Helping Far, Helping Near

When yet another team sets off from the Department of Obstetrics, Gynecology and Reproductive Science for some remote location in Africa or Central America, its thoughts are on how to provide the superior standard of care, considered to be the routine at home, to women in drastically resource poor settings.  Upon returning, what our teams often realize is that the tremendous expertise they develop in these countries is the very thing that makes them the experts in their own fields at home.  Fistula repair is the perfect example of this.
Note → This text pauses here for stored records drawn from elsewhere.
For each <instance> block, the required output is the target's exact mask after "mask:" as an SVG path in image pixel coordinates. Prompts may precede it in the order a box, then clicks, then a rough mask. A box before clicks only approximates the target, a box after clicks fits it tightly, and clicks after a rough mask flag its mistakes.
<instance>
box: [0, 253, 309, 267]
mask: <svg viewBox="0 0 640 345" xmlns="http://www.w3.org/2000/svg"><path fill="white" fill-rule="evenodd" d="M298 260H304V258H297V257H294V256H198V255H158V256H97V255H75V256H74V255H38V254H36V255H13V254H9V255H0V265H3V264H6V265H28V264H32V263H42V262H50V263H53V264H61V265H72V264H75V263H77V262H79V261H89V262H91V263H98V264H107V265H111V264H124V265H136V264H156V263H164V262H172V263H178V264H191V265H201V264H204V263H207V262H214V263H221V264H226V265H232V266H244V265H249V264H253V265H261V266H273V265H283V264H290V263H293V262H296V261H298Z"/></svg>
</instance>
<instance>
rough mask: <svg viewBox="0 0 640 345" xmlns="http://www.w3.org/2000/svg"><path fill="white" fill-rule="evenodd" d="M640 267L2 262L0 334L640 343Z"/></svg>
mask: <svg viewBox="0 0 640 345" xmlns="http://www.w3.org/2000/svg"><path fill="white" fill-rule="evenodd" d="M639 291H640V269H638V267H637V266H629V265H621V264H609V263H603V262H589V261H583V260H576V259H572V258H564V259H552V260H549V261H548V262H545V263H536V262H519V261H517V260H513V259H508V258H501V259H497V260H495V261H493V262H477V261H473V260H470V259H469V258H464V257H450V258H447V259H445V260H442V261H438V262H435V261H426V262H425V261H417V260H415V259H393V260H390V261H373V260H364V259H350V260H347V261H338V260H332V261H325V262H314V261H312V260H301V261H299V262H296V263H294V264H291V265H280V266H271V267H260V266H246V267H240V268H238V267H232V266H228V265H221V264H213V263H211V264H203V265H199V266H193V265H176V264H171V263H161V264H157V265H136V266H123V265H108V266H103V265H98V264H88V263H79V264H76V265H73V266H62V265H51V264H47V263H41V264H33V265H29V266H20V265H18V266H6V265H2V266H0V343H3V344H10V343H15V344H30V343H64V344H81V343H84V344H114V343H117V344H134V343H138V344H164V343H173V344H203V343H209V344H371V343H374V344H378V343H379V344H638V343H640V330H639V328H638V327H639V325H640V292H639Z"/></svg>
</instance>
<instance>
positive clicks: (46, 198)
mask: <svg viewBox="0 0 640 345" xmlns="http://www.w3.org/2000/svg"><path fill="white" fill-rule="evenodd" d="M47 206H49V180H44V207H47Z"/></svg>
“Obstetric fistula is a tremendous problem in sub-Saharan Africa,” says Charles Ascher-Walsh MD, Assistant Professor, Director of Gynecology and Urogynecology, Department of Obstetrics, Gynecology and Reproductive Science.  “In many countries there is very little maternal health care and, as a result, maternal mortality rates top 1% in some of these countries.  These rates are unfathomable in the United States.”  If a woman is lucky enough to survive childbirth, the rates of developing some type of post-partum fistula vary between 2 to 5 per thousand births.  This equates to between 50,000 and 100,000 new cases of vesico-vaginal fistula in West Africa alone every year.  These women, constantly drenched in their own urine, become social outcasts and live a life of physical and social misery.  This problem, however, often has a surgical cure that can reinstitute these women into society.